There are also two love themes: "Hanggang May Kailanman" performed by Vina Morales, but originally performed by Carol Banawa (both versions were used on the show) and "Lihim" performed by Acel Bisa.
Also used during the show is a version of "Lihim" sung by Alwyn Uytingco and Jill Yulo.

==Reception==
Maria Flordeluna was the only primetime drama series in 2007 on either ABS-CBN or GMA to have gained viewers through the duration of its whole run, registering 42.3% based on average monthly nationwide ratings). Its series finale overtook the final episode of the Philippine remake of Marimar on GMA in the same year to become the highest rated program on Philippine television in terms of national scale viewership since AGB Nielsen Philippines' introduction of its nationwide urban television audience measurement (NUTAM) service in October 2006, registering a final rating of 49.3%. The show's finale was notable during the same period that GMA's viewership lead in Mega Manila was pitted against ABS-CBN's dominant audience shares in both Visayas and Mindanao in the combined nationwide ratings.

==Accolades==
=== The 21st Star Awards for Television ===
The series was nominated for Best Primetime Drama Series at the 21st Star Awards for Television, given by The Philippine Movie Press Club.

=== The 20th Awit Awards 2007 ===
The theme song, "Maria Flordeluna," was nominated in the category of Best Song Written for Movie/TV/Stage Play.

=== Catholic Mass Media Awards 2008 ===
The series is nominated for Best Drama Series/Program against fellow ABS-CBN series Lobo and Maalaala Mo Kaya.

==Production==
More than 1,000 young actresses auditioned for the role of Maria Flordeluna which eventually went to Eliza Pineda.
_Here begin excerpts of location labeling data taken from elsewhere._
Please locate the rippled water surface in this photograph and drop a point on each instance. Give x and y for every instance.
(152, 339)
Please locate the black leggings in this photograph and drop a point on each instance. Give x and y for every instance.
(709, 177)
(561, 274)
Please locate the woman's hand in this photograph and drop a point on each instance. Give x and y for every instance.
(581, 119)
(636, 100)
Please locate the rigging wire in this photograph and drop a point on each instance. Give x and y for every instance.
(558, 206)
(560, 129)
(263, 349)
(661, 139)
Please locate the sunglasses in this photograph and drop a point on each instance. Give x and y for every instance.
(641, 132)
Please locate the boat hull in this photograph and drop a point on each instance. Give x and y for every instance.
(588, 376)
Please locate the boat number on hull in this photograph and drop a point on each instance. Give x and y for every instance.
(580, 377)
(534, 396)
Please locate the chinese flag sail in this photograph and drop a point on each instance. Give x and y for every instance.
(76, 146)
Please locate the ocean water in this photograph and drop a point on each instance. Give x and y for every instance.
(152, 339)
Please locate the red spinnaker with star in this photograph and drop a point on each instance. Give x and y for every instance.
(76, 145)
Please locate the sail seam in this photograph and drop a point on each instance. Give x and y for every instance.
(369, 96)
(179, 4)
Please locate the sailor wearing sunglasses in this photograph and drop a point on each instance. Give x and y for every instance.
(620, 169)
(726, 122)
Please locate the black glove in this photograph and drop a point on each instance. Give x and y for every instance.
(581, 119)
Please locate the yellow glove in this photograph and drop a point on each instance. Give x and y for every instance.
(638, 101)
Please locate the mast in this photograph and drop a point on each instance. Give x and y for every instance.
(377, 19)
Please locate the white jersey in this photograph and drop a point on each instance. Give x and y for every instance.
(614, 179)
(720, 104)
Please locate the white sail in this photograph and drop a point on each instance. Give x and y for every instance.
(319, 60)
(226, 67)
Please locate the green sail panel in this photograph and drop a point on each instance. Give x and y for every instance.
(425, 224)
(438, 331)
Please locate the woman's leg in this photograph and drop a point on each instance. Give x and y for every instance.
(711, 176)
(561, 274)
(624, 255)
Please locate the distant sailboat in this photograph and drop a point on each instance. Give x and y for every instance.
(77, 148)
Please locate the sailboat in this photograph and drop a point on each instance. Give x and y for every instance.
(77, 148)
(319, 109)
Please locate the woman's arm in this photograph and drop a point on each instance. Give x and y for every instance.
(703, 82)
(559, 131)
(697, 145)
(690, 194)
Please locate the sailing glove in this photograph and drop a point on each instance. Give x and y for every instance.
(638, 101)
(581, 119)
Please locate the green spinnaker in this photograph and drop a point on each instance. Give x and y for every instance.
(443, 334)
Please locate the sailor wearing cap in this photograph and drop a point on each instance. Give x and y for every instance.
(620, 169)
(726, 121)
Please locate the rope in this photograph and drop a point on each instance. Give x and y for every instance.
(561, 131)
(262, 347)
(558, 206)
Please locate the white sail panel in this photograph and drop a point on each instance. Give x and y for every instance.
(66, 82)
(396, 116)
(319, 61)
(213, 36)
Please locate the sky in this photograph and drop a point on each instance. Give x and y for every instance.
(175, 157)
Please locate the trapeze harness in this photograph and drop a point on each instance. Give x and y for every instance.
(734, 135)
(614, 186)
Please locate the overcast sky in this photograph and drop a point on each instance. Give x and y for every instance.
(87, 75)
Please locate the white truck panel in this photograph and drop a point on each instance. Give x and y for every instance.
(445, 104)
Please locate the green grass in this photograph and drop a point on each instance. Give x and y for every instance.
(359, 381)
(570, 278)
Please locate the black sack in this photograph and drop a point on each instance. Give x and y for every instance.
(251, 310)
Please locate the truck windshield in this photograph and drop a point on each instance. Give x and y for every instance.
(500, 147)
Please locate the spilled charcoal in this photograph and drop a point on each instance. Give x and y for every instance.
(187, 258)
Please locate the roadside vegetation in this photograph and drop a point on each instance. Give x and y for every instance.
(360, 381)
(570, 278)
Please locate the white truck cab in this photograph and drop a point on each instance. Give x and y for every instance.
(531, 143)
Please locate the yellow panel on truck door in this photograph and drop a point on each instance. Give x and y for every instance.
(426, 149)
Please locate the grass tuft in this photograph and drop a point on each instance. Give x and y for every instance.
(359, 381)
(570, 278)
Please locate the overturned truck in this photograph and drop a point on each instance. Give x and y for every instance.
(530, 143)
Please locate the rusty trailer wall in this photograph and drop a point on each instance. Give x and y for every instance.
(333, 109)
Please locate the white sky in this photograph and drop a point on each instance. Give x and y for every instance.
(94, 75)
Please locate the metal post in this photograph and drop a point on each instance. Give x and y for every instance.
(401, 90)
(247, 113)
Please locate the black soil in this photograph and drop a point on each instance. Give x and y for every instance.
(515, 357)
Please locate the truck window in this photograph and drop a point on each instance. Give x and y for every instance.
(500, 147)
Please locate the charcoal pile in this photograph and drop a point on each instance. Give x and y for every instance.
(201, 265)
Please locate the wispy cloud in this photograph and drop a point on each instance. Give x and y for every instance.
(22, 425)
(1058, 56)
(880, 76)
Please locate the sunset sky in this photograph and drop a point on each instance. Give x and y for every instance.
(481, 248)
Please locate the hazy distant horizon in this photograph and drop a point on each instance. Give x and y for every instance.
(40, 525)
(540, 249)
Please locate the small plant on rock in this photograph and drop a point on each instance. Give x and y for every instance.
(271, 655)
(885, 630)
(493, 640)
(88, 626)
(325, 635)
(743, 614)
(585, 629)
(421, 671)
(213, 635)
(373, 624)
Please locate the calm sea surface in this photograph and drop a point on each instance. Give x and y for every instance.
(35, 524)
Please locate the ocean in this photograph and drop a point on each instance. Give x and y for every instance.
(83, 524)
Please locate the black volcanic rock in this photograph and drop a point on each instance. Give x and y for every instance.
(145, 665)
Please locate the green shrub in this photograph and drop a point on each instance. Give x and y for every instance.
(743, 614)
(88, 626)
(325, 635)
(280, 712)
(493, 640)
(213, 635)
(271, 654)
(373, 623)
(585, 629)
The pilot episode aired for approximately one hour and 20 minutes on Monday, February 12, 2007. The finale episode had a runtime of approximately 45 minutes (excluding commercials).
- The original role was played by TV host and actress Janice de Belen.
- The story was written by Loida Virina, who also made Gulong ng Palad. Both her serials were very successful and remade on ABS-CBN.
- The 1970s version ran for 10 years, while the 2007 version ran for 4 months.
- Eliza Pineda and Kristel Fulgar were together for the second time after the drama series Bituin, as the young Desiree Del Valle (Eliza) and young Carol Banawa (Kristel).